In April, JPMorgan Chase named Janis Bowdler the new president of its charitable foundation—her ascension after five years with the firm is a testament to its own investment in developing female and minority leadership. (Bowdler is Latina.) It also coincided with a 40% increase in corporate giving at the firm over the next five years to $1.75 billion; Bowdler will oversee about $350 million of giving annually.
JPMorgan groups its impact investments into four broad categories: community development, small business, financial health, and workforce/job skills. The creation of these categories emerged from a massive effort the firm made five years ago to align its philanthropic efforts with its brand and talent. “The foundation used to do a lot of educational giving, but it doesn’t have a lot of institutional knowledge in that sector,” says Bowdler, who was recruited to JPMorgan as part of that strategic overhaul. “Now we focus on areas where we can contribute not just dollars but also data, technology, and the time and talent of our employees.”
Since being named president, Bowdler and her team have embarked on a refresh of the foundation’s strategic approach to giving based on lessons they’ve learned over the last five years. Called AdvancingCities, the bank is committing $500 million over a five-year period, and expects to raise an additional $1 billion in outside capital, to invest in cities “where conditions exist to help those who have not benefited from economic growth.” Much of the new initiative is rooted in lessons learned from the foundation’s work in Detroit, where it has invested roughly $150 million toward revitalization efforts in recent years. She points to the collaboration between business, government, and civic leadership on the ground in Detroit as “setting the table for success,” for instance, and says that impact investments can’t be “siloed efforts.”
“What are the conditions on the ground for inclusive economic growth and mobility? Are all the opportunity systems coming together to move the needle?” says Bowdler. “Just funding programs won’t generate the scale to meet the magnitude of the challenges we face.”
In the case of Detroit, Bowdler says city leaders first identified what problems needed solving and a strategic plan for it. A key pillar of their analysis was fixing its housing crisis, and JPMorgan was able to provide major financial support in the form of low-cost loans for real estate projects, revitalization and demolition efforts, small- business loans, and workforce training. In fact, one of JPMorgan’s major contributions was to the Detroit Land Bank Authority. The foundation backstopped a five-year funding commitment to the agency, giving it the long-term sustainable financing it needed to build its operations. As Bowdler says, “we started working with DLBA when it was literally two people on laptops and cellphones.”

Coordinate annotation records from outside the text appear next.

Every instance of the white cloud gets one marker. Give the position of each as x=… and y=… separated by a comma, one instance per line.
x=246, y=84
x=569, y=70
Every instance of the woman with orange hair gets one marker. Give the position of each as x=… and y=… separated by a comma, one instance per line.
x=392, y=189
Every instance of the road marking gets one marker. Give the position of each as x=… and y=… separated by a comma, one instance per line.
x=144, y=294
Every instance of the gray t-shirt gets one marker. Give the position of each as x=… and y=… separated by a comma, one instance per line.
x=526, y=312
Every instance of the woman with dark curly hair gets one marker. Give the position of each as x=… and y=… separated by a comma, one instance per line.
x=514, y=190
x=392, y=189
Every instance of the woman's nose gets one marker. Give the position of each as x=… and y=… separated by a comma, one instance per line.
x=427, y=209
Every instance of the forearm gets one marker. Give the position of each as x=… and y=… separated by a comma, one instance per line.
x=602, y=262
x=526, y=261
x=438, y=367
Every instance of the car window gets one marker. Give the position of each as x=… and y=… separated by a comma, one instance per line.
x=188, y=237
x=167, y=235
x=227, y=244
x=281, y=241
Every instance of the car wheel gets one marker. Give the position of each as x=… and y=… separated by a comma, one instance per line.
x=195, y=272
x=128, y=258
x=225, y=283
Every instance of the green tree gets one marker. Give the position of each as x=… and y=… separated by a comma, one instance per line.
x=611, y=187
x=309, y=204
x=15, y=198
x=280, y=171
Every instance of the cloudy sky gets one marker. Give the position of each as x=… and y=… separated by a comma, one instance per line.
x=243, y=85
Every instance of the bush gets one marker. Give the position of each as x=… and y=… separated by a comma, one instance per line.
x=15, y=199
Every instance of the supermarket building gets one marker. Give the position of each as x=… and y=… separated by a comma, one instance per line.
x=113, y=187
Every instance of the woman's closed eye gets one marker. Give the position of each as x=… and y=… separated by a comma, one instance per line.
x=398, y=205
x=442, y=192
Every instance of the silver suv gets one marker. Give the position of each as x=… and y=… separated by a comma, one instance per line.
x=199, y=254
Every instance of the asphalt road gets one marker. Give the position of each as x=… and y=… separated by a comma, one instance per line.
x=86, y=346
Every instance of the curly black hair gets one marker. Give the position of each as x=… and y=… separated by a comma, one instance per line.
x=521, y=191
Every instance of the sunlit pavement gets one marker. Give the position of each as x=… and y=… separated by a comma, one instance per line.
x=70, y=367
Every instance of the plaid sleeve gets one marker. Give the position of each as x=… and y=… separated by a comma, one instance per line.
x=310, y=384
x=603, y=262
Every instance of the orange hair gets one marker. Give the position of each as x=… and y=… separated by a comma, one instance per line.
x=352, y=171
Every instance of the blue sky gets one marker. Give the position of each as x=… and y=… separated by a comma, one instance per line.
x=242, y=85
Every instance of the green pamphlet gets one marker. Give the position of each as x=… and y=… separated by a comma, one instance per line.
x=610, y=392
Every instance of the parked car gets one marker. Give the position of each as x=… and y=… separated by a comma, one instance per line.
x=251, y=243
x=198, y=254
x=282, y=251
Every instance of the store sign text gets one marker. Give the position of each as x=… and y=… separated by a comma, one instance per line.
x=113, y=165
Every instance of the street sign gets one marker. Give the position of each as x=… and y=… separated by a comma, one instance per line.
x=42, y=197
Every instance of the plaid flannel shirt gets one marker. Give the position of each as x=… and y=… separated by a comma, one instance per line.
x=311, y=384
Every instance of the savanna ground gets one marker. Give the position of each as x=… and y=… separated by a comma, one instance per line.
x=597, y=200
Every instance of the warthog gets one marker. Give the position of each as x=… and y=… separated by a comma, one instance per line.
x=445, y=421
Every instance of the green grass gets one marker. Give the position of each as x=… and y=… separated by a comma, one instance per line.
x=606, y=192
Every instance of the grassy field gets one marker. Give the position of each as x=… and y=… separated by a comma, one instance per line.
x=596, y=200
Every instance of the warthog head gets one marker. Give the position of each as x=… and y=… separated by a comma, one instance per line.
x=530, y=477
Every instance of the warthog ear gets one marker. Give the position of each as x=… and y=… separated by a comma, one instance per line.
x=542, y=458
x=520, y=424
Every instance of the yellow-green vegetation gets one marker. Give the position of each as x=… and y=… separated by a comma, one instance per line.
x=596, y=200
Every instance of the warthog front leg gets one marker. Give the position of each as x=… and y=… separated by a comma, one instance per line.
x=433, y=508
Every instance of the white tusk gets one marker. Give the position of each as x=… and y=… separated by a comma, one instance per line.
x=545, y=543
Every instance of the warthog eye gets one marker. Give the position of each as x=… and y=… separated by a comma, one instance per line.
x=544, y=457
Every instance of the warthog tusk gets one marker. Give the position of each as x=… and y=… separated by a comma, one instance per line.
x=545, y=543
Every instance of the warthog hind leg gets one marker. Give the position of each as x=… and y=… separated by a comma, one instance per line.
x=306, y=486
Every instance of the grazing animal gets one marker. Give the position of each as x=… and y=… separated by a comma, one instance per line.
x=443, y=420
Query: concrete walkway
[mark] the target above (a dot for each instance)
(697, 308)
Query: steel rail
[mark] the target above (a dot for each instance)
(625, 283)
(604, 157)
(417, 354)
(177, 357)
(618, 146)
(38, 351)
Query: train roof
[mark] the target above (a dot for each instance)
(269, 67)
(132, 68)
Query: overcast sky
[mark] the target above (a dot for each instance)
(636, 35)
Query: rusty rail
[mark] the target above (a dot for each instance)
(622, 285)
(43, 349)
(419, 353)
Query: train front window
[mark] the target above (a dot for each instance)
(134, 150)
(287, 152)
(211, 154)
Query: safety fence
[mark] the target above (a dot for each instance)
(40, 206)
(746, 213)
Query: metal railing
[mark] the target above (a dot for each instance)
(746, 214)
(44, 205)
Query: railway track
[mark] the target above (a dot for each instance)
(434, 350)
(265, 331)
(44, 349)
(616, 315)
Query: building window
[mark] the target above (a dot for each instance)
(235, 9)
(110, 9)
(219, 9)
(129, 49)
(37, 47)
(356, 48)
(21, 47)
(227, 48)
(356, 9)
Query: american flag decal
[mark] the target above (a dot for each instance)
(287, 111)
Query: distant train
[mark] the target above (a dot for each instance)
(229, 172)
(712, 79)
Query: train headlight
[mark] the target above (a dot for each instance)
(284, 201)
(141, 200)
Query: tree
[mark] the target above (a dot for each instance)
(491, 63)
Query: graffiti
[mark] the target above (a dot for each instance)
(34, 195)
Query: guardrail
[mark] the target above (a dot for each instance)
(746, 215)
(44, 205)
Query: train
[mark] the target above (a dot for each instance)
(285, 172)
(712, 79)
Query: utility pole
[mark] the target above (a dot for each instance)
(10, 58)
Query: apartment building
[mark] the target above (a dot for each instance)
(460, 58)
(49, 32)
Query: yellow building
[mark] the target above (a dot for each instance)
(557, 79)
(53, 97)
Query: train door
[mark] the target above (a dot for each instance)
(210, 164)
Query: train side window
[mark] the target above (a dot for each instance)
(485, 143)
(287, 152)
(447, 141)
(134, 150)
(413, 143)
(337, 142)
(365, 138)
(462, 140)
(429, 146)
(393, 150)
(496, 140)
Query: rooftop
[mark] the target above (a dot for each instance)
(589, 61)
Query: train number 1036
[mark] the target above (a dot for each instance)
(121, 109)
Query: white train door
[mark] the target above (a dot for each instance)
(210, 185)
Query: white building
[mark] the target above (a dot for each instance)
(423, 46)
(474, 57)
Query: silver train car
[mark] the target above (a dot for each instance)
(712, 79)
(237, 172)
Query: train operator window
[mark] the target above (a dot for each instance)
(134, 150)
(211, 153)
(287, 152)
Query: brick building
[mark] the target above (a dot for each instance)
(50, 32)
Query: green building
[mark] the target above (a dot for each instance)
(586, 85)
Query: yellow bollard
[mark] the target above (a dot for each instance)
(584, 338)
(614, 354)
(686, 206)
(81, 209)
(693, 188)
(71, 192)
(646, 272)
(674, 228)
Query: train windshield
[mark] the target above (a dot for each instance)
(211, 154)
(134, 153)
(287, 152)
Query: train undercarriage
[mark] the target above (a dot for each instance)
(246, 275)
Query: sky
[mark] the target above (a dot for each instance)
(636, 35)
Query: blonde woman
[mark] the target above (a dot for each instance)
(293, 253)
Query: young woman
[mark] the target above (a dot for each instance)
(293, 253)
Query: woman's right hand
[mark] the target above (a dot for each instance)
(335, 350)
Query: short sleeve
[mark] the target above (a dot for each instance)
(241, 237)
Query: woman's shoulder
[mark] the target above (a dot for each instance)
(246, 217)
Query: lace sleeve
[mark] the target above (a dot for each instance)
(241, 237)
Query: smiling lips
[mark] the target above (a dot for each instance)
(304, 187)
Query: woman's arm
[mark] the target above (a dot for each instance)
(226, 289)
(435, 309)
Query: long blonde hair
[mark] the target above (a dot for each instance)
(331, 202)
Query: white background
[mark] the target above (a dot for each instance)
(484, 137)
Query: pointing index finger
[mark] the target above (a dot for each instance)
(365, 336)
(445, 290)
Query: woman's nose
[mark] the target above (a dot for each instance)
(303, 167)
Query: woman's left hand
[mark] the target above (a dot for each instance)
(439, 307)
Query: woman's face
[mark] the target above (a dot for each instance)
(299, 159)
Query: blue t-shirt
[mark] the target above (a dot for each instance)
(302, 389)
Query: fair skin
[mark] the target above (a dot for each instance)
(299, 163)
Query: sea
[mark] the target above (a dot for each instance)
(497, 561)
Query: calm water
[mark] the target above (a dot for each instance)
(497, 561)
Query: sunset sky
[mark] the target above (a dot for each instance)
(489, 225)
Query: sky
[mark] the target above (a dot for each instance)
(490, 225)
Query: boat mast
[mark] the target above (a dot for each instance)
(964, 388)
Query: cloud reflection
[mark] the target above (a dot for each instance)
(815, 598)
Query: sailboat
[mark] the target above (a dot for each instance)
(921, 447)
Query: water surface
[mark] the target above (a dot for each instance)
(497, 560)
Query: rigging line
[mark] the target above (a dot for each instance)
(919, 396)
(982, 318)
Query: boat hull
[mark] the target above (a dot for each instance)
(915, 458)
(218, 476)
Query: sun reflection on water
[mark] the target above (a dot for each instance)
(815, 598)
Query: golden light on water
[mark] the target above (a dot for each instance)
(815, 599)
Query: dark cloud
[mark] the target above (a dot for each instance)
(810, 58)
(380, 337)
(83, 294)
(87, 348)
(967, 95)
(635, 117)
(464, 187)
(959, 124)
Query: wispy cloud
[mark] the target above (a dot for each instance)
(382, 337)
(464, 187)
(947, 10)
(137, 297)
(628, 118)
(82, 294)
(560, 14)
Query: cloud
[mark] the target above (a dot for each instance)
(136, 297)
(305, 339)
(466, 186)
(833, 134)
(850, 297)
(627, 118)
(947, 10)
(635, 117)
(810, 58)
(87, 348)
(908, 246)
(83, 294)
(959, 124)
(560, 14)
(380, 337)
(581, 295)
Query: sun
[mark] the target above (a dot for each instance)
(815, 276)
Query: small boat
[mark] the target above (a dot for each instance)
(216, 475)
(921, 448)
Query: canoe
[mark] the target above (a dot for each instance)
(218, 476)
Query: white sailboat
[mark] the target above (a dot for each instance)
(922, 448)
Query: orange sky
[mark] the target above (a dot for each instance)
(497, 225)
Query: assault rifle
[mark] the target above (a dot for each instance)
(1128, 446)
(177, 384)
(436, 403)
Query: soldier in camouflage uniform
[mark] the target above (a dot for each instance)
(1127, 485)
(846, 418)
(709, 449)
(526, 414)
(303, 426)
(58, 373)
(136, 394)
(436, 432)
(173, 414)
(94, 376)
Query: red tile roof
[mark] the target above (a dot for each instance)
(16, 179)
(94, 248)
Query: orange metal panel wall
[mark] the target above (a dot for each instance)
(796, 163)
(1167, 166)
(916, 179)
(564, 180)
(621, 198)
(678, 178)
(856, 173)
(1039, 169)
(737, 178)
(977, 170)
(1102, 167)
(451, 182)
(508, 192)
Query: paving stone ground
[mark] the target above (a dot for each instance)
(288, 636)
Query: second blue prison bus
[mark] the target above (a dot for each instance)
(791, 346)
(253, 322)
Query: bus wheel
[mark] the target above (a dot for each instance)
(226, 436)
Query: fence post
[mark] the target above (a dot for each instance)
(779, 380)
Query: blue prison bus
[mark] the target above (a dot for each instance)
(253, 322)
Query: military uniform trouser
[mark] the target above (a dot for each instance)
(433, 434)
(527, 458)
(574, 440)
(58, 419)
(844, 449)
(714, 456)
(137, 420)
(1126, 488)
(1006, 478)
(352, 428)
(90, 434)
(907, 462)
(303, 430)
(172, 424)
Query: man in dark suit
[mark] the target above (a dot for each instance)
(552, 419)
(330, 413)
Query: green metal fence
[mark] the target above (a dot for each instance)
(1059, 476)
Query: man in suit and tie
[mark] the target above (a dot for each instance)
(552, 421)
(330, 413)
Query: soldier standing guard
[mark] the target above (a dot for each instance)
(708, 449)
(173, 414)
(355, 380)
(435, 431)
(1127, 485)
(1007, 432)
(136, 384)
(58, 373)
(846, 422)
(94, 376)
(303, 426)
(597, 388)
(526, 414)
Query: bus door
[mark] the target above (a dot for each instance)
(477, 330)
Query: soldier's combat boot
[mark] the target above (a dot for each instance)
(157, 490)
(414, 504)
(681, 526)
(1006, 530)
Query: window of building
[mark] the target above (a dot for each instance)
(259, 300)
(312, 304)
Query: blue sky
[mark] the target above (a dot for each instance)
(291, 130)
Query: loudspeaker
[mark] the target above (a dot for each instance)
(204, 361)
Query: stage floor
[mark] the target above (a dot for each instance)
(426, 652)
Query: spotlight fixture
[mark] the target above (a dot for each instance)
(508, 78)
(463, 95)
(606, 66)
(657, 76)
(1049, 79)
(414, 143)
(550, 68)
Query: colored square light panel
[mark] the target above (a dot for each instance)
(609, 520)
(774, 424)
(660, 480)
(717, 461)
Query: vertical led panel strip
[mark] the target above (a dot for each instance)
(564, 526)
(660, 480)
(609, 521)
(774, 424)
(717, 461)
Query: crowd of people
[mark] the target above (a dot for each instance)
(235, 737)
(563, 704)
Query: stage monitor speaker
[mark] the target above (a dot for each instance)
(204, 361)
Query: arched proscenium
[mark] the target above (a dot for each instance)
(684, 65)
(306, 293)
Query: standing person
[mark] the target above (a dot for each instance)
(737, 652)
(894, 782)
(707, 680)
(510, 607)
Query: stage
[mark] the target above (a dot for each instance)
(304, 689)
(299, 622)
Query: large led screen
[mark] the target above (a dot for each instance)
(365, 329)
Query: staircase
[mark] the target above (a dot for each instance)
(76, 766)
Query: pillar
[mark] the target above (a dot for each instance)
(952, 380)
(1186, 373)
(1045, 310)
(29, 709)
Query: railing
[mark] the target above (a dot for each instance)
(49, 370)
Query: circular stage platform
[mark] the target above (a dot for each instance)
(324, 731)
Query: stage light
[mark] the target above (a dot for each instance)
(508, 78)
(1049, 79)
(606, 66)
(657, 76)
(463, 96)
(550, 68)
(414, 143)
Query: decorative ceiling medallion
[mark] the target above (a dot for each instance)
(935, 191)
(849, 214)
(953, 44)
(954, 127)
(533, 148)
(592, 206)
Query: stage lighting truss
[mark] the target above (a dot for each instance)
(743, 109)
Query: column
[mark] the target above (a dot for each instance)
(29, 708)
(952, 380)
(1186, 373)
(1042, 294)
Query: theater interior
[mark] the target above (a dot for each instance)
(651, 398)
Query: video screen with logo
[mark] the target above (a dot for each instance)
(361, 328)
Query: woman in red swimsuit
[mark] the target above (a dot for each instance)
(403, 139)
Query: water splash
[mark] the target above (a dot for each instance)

JPMorgan also provided support to the DLBA via its “internal service corps,” a small team of high-performing mid-level executives that it embeds with impact firms in which it invests, for three weeks at a time. At the DLBA, the team did an analysis that became part of the agency’s growth plan that it then linked with the necessary funding to hire the talent needed to support the expansion.
Enter Saskia Thompson. Though she wasn’t one of the original two people, she is now the leader of an agency that, backed with funding from Quicken, JPMorgan, and others, has grown to employ around 125 people. As a child, Thompson saw the affect disinvestment had on the city and people of Detroit during the ’80s and ’90s, and she says it gave her a purpose that has propelled her professional career.
Her job at the DLBA is quite literally to invest in Detroit’s future. The mission of the agency, which holds roughly 95,000 abandoned houses, vacant lots, and other structures that came under city control due to residents fleeing the city or because of foreclosure, is to return these properties to “productive use” via sale, rental, or financing for individuals or investors. Other activities include demolition, refurbishment, and community revitalization partnerships. These investments are not about turning a profit for the DLBA, but instead to increase value for Detroit’s residents. Housing value in the Crary/St. Mary’s neighborhood increased 134% between 2013 and 2017—the increase was 120% in Springwells and 103% in the Warren Avenue Community since the DLBA’s involvement, for instance. (The dollar amounts are, of course, still lower than housing value in many places in the country.) “Instead of displacing people who stuck it out through the bad years, our purpose is to take care of them and make sure they can participate in the good years,” Thompson says. Now that’s impact.